Eleven years ago I started a writing project about people over 80 who work. Upbeat! Inspirational! Safe! I didn’t realize it at the time, but it epitomized an approach that has dominated gerontology since the 1980s: “successful aging”—also known as “active,” “healthy” or “productive” aging.
For most of human history, aging was seen as a natural process largely beyond our control. Enter the successful-aging model, which posits something close to the opposite: eat right, stay fit, choose well, have a good attitude, be productive, and we can craft the old age we want. The model emerged to counter the prevailing narrative of aging as loss and decline, and it’s deeply appealing.

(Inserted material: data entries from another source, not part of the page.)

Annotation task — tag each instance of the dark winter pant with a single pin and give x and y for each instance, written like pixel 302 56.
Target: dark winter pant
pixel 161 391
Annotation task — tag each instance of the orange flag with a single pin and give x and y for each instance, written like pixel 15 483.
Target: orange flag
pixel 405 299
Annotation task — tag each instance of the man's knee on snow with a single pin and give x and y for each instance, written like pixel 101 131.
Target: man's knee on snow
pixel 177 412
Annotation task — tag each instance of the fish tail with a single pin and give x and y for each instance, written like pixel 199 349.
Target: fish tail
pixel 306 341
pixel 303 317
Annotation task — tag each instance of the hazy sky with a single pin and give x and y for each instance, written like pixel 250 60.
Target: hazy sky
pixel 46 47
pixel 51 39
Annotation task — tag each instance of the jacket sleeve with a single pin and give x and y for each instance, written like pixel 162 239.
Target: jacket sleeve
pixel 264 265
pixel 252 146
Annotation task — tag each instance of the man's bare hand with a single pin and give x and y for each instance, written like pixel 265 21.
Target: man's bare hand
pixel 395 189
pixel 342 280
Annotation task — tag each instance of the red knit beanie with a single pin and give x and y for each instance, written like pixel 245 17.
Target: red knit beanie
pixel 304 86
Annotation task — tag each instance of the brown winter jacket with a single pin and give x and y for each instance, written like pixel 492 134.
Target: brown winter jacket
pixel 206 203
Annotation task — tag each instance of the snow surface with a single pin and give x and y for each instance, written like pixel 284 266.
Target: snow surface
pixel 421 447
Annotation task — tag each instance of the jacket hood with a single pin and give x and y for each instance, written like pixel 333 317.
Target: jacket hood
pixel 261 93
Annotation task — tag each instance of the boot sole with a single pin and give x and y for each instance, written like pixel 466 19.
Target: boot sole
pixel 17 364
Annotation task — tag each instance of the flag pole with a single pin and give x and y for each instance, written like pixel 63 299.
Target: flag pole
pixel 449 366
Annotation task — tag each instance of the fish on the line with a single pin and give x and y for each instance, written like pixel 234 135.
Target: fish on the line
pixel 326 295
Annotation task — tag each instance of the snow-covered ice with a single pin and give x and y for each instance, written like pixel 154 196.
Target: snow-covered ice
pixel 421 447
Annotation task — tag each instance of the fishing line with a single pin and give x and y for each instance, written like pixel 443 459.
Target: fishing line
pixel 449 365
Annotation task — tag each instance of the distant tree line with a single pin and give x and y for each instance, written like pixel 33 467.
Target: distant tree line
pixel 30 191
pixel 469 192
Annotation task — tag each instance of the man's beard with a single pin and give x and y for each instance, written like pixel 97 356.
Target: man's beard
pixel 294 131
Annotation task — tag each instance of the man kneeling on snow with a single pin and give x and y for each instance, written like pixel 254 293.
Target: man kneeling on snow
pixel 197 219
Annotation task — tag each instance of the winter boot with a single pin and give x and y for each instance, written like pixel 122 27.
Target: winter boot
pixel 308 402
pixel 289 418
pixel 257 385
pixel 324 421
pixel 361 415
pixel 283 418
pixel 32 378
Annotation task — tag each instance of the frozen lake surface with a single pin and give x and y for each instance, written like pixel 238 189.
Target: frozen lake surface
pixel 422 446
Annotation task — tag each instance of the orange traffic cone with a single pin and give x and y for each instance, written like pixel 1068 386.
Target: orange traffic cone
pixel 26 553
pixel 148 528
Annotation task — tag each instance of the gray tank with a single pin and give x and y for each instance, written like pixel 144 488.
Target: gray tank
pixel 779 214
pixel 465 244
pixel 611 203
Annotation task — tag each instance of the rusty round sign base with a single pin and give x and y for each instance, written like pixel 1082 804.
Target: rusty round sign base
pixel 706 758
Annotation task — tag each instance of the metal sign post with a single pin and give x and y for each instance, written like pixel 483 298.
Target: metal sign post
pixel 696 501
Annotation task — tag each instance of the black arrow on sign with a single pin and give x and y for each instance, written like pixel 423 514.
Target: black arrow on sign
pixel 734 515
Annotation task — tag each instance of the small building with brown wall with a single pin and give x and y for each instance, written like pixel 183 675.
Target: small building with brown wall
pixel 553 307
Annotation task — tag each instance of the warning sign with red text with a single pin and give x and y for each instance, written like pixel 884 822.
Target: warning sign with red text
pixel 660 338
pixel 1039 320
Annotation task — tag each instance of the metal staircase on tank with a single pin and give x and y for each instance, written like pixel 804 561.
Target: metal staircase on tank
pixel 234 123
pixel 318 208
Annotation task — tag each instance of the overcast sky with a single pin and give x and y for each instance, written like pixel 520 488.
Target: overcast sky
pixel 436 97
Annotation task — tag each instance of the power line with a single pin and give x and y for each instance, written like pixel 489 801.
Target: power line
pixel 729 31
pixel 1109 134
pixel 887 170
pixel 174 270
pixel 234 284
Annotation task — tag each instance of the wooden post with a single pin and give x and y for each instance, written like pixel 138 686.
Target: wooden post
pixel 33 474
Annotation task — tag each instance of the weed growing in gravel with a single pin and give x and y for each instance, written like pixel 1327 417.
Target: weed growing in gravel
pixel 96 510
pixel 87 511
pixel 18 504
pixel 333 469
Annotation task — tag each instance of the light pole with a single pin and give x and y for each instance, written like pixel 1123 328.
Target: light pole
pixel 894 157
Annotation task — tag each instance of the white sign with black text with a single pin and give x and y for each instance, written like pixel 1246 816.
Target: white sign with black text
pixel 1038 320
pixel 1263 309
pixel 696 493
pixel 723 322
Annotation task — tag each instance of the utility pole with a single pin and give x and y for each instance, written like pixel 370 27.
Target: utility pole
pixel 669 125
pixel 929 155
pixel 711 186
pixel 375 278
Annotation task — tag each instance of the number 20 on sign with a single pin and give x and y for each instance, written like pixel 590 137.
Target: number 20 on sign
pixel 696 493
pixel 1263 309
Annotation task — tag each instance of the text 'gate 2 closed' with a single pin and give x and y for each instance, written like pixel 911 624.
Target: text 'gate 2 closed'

Something about this way of thinking made me uneasy, and I was lucky to get a gentle course correction early on from geriatrician Robert Butler, MD, the inventor of the term “ageism” and one of the older workers I interviewed.
“If you get up in the morning and get yourself dressed, you’re being productive,” he told me.
Or, as I put it more bluntly years later, “If you wake up in the morning, you’re aging successfully.”
As I came to realize, healthy behaviors and “can-do” strategies are terrific, but they can’t hold aging at bay—nor is that something we should aspire to. An active, healthy 65 is still 65, not “the new 50.” Imagining otherwise is denial—a high-end version that overlooks the very important role of socioeconomic class, along with race, gender, and just plain luck, in shaping how “successfully” we age. It leaves behind those who aren’t wealthy or healthy enough to age the “right” way, and it feeds the delusion that we can stop the clock: the denial in which ageism takes root.
The model is problematic in lots of other ways as well, as I learned from reading Successful Aging as a Contemporary Obsession: Global Perspectives (2017), a collection of essays edited by Sarah Lamb. In the introduction, Lamb points out a central irony: although “successful aging” came into being to counter aging’s negative image, this hyperpositive way of thinking “is, in ways that can be hard to recognize, in some respects profoundly ageist—resting on a deep North American cultural discomfort with aging, old age, and being old.”
To age “successfully” is essentially to not age—to stop the clock—despite the fact that very few of us are going to drop dead without experiencing some kind of diminishment, whether physical, cognitive or social. As Lamb writes, glossing over those normal transitions not only makes it all the harder to learn from and adapt to them, it sets us up to fail.
In any case, why should aging be something to succeed or fail at? That’s the why-didn’t-I-think-of-it question posed by Toni Calasanti and Neal King in the book’s first essay. We don’t talk about successful infancy or teenagehood or adulthood, after all, and understand that those life stages come with both pros and cons.
“No other stages are treated as if they had no value unique to them, as if no positives resulted from entry into those stages, or as if we needed to justify their existence by minimizing what is unique to them,” they observe.
Why should later life be the exception?
Calasanti and King also argue that urging people to take responsibility for their own aging ignores the inequities that give rise to ageism in the first place. “It does not confront the notion that old age is worse than middle age, that old people should find ways to be more like their younger selves, [and upholds] other life stages as the models against which elders will be assessed.”
In other words, the successful-aging model leaves ageism unchallenged or contributes to it.